Tagesordnungspunkt

TOP Ö 3: Schulraumentwicklungsplanung
-Antrag der Fraktionen von CDU und SPD vom 18.09.2017

BezeichnungInhalt
Sitzung:14.11.2019   SuSA/004/19 
Beschluss:einstimmig beschlossen
Vorlage:  FB 5/0316/19 

Beschlussvorschlag für den Rat:

 

Der Rat beschließt die Ergebnisse der Schulraumentwicklungsplanung Wesel und das Schulbauprogramm 2030+.

 

Der Rat beauftragt die Verwaltung, die Maßnahmen nach Vorschlag 1 aus den Anlagen (Volumen 64.080.000 €) durchzuführen. Die erforderlichen Mittel sind für die Veränderungsliste zum Haushalt 2020 und für die Finanzplanung der kommenden Haushaltsjahre anzumelden.

 

Der Rat beschließt das Musterraumprogramm. Bei Schulneubauten soll das Musterraumprogramm umgesetzt werden. In Bestandsgebäuden soll eine nahe Orientierung am Musterraumprogramm erfolgen.
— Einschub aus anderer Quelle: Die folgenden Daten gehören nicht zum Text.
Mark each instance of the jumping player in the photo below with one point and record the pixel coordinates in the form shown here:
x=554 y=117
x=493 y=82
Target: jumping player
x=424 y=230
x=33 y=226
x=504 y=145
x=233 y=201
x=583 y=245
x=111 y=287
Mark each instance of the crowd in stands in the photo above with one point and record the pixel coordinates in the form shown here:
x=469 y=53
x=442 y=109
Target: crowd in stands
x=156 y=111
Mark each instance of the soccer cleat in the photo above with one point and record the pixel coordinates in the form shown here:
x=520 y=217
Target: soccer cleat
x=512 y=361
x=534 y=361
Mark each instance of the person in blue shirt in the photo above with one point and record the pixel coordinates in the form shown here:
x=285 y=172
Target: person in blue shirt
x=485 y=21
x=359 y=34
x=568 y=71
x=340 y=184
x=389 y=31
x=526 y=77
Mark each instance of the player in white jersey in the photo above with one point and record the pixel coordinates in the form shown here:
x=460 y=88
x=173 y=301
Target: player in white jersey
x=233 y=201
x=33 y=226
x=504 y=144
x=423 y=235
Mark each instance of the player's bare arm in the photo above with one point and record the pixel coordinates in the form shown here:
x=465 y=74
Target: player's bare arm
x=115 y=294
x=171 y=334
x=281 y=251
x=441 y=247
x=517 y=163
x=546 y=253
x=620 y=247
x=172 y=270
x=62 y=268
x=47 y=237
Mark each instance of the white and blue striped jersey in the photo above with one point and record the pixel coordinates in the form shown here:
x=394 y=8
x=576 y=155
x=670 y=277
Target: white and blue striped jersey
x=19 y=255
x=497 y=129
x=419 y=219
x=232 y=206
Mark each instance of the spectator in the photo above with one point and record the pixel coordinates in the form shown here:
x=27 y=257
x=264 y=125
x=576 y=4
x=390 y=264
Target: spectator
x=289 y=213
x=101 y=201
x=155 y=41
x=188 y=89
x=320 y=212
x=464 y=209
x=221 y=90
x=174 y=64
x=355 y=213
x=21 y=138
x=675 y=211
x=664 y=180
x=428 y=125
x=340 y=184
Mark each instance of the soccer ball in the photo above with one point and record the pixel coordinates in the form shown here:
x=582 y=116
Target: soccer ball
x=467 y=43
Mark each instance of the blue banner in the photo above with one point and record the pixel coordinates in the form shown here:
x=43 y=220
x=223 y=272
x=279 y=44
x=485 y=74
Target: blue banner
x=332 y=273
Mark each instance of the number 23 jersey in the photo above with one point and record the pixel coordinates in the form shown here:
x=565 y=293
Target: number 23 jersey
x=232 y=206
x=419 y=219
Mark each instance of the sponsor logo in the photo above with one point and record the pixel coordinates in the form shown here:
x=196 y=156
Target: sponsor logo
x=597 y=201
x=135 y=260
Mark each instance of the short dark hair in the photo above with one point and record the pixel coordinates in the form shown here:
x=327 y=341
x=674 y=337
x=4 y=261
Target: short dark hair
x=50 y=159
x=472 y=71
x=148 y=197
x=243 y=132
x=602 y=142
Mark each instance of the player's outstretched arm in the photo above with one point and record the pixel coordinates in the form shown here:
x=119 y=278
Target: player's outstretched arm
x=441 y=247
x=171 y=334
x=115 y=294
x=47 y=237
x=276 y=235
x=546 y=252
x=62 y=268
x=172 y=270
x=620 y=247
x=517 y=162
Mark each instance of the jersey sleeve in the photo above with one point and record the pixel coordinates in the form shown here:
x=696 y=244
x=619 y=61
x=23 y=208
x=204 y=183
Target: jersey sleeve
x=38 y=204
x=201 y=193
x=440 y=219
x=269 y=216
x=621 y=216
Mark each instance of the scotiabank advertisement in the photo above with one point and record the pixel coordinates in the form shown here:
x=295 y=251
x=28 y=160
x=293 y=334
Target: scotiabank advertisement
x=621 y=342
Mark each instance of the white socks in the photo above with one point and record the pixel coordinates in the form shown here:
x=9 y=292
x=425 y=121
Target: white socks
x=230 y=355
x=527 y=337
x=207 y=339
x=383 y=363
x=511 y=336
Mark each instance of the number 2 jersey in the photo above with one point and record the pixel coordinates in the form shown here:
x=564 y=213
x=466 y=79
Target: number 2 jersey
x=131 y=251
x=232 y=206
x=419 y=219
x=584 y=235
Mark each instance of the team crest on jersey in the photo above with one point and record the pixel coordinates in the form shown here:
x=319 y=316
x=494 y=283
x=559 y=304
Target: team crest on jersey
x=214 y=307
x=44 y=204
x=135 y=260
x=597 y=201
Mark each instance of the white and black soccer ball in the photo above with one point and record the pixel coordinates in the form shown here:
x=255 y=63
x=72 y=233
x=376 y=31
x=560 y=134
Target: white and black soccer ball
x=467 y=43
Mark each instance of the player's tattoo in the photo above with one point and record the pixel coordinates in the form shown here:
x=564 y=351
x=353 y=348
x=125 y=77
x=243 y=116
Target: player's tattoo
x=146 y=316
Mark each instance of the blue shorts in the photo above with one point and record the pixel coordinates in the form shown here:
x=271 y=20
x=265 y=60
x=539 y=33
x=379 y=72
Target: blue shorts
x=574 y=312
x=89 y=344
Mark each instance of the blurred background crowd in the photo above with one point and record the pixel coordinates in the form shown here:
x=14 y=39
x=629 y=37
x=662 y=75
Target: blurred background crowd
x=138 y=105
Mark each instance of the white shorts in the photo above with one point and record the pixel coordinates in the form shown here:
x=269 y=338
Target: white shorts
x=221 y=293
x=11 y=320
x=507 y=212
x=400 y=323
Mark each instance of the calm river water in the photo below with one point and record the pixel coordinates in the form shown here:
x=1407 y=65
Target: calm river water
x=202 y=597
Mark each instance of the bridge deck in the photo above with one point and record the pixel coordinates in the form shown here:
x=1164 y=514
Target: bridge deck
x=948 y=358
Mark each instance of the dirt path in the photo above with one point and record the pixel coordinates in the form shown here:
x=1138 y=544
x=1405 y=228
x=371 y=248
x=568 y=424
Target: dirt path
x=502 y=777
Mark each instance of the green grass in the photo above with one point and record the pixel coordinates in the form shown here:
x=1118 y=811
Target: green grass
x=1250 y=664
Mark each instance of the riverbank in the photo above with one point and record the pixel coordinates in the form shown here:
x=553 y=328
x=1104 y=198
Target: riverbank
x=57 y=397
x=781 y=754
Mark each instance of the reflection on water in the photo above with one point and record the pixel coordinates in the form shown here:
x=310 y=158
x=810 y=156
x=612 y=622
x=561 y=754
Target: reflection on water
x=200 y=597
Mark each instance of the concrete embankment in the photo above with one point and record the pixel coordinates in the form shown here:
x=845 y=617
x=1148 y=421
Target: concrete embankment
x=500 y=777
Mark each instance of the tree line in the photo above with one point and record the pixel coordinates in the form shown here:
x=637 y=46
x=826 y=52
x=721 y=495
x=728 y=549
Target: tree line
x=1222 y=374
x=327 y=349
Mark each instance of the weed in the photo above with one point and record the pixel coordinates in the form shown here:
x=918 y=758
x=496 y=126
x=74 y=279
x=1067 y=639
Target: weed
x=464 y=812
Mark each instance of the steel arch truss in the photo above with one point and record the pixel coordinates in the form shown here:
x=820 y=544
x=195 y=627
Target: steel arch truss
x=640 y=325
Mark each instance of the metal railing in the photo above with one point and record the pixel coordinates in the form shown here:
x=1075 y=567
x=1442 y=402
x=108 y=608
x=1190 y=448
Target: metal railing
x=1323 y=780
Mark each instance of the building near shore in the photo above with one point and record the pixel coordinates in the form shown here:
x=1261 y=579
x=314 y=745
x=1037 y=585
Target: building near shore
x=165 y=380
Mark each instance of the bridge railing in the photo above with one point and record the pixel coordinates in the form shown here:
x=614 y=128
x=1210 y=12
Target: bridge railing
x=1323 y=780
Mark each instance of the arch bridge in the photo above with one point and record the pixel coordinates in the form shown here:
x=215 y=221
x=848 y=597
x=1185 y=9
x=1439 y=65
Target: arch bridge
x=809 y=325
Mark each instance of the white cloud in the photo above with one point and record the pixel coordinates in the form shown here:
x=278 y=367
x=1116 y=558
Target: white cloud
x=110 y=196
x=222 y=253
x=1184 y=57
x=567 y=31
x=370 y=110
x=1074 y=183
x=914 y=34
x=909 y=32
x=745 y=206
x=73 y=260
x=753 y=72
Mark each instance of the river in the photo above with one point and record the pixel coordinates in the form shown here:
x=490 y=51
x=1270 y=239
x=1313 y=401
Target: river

Herr Benien geht auf die Vorlage ein, führt den Weg der letzten zwei Jahre auf und bedankt sich bei allen an dem Prozess beteiligten Personen für die konstruktive und gute Zusammenarbeit. Anschließend erläutert Frau Koller von der Firma „conceptK“ die Ergebnisse der Schulraumentwicklungsplanung anhand einer Powerpoint-Präsentation.

 

Im Anschluss geht Herr Benien auf das Schulbau Programm 2030+ ein. Er gibt an, dass ein transparentes Budget für jeden Schulstandort vorgesehen ist. Für die Umsetzung der Pläne wird eine Planungsgruppe pro Schulstandort eingerichtet.

 

Alle Ausschussmitglieder bedanken sich für den Vortrag und die erarbeiteten Ergebnisse.

 

Frau Freßmann (SPD-Fraktion) merkt an, dass für die Grundschüler die Wege sehr weit sein könnten, wenn sie nicht in der wohnortnächsten Schule angemeldet werden können. Grundschüler müssen ihre Grundschule fußläufig erreichen können.

 

Auf Nachfrage von Frau Hillefeld (Die Grünen/Bündnis 90) erläutert Frau Koller, dass an den Schulstandorten Räume für Veranstaltungen und Versammlungen vorgesehen sind. Die müssen aber keine reinen Aularäume sein. Die Nutzung verschiedener Räume muss mit bedacht werden (z.B. Mensa- und Aulanutzung zweier nebeneinanderliegender Schulen). Es wird monofunktional nicht möglich sein für jede Schule einen reinen Veranstaltungsraum zu bauen.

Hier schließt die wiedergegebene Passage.